Nei romanzi di Paasilinna non mancano mai i personaggi portatori di qualche patois: parlate dell’Ostrobotnia, o del Savo, o del mondo Sámi, regioni periferiche rispetto al finlandese standard della capitale, e perciò rappresentanti di una realtà periferica ma non illetterata. Al contrario, sono spesso portatori di saggezza, di conoscenze arcaiche, come Heikki-Barbon nel Gruista in paradiso, un angelo che aleggia nel suo luogo d’origine a fare da guida, mediatore tra il mondo dei vivi e quello dei morti, sorta di beneandante che parla un dialetto arcaico a momenti incomprensibile, reso nella traduzione italiana con un volgare anticheggiante che cerca di restituire (non senza ironia) il sentimento di arcano che l’angelo porta con sé. Eccolo riversare fiumi di saggezza ad Abdia, un profeta minore che accompagna il Dio supplente a visionare Hytermä, possibile nuova sede del Paradiso, raccontandogli di certe antiche tecniche della tessitura nascoste in un manufatto:

“Vedi qui, Abdia, un tempo le maggior donne intrecciavano ogni tipo di cintura con queste tavolette di legno. Duro lavoro era, as¬sai gravoso. Per prima cosa, il filo dell’ordito si formava a partire da tavolette di legno fis¬se alla parete. Poi i fili li si faceva passare nei pertusi delle tavolette. Sull’una il filo si inserìa da un lato, sulla compagna dal lato contrario. Intendi, Abdia? Quando avevi otto tavolette con quattro pertusi, s’avea bisogno - aspetta un attimo, mi lasci cogitare - sì, di trenta¬due fili! Quando la cinturina era da tessere, la trama s’alternava con l’ordito. L’orditura è così... Tanta forza nei ditini di quelle vecchie per tenerla in tensione. E la trama dovea esser ben tesa per aprire il nuovo passo per l’ordito! Non è maraviglioso? Ma le tavolette poi dove¬an essere in giusto loco in ogni fase dell’opra. E poi rotare le si facea da manca a dritta, come costì. È qui che gli orditi s’avviticchiano. Ed è così che il nastrino prende forma. In Carelia codeste cinturine le nomavan ‘trecce’, ma qui da noi son le ‘code di topo’. Provala, Abdia, vedi che effetto ti fa in mano!» (p.226)
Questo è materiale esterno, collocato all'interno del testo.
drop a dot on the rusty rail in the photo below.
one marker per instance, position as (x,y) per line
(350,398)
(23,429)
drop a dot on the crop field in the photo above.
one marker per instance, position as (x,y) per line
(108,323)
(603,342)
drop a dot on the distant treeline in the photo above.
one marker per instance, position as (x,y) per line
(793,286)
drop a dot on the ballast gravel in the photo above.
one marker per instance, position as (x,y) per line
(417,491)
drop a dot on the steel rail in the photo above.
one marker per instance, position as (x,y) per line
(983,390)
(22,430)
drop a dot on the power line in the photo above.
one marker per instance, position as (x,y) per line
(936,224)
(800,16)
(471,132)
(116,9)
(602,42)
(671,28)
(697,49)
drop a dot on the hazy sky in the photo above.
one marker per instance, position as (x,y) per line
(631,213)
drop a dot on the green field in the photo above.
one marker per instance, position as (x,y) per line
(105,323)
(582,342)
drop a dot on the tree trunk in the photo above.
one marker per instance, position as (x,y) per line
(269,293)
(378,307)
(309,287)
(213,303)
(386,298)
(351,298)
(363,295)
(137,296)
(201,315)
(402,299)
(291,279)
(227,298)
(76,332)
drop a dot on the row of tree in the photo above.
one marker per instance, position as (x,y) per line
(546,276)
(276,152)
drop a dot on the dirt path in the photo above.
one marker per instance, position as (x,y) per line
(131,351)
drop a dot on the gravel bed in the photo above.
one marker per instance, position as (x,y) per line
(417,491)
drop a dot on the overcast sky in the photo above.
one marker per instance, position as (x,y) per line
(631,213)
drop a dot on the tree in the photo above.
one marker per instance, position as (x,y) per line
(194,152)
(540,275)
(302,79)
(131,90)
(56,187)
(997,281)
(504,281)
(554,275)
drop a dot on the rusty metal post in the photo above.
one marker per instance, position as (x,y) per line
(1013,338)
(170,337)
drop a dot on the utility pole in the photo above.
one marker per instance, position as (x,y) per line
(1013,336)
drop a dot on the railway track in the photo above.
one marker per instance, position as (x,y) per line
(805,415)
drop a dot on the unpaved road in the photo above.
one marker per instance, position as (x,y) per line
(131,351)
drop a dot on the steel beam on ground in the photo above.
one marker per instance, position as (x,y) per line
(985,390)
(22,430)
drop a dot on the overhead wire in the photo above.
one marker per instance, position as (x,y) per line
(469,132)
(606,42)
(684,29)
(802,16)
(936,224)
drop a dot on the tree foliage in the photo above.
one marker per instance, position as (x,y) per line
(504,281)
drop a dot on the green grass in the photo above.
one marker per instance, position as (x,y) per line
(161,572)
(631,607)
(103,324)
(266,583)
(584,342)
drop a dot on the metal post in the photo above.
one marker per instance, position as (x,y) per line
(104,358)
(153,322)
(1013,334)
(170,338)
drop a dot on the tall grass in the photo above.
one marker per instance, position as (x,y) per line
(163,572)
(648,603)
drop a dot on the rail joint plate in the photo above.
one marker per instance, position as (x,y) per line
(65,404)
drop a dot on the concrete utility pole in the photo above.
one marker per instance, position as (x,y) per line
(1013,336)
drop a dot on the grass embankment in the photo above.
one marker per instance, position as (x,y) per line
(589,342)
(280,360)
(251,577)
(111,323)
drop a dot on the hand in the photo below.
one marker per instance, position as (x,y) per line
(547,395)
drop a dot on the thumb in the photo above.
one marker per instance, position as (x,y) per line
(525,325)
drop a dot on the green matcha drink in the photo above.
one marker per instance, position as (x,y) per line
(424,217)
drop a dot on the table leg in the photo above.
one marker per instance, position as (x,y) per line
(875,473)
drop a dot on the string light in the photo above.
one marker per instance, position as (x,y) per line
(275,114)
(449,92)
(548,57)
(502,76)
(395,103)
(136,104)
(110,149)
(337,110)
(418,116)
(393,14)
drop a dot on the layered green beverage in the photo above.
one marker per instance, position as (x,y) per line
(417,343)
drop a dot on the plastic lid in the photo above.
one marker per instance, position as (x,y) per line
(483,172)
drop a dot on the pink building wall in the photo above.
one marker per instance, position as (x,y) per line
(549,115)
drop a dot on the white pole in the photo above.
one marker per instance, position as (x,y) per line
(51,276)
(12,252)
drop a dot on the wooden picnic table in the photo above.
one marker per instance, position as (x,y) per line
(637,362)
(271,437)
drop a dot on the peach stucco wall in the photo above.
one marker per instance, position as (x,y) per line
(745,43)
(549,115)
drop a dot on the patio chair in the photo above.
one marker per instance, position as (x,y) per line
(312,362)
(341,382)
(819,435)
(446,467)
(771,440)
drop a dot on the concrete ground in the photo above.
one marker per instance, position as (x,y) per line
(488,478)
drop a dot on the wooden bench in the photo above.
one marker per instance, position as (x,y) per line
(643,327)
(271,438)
Sarà per questo suo ravanare nella memoria antica, mi viene da pensare, che in Finlandia gli intellettuali valutano Paasilinna con sorrisetti di condiscendenza, e la stampa lo relega nella nicchia dell’“umorismo grottesco”, come a mitigare l’effetto delle sue frecciate.

Il tempo dovrà aiutarci a rileggere questo scrittore, fin troppo banalmente etichettato dalla grande catena di montaggio di agenzie ed editori. Augurandoci che invece di esaltarlo come un esilarante ‘filosofo ecologista’ o denigrarlo come un simpatico favolista un po’ ripetitivo qualcuno, di un’altra generazione, riesca a parlarci soprattutto dello ‘scrittore’: come scriveva, ma anche cosa leggeva, quali erano le sue fonti e i suoi modelli. Di questo si ragiona sempre troppo poco.

Se è vero che la letteratura finlandese è storicamente fin troppo inchiodata ad un suo storico compito ‘educativo’ del popolo dei lettori, al carattere nazionale-didattico della scrittura, allora Paasilinna è un outsider che i modelli se li è cercati da sé, non tanto tra i boschi della sua Lapponia, quanto tra le pagine di una letteratura alta, e antica, che fa di lui un grande scrittore europeo.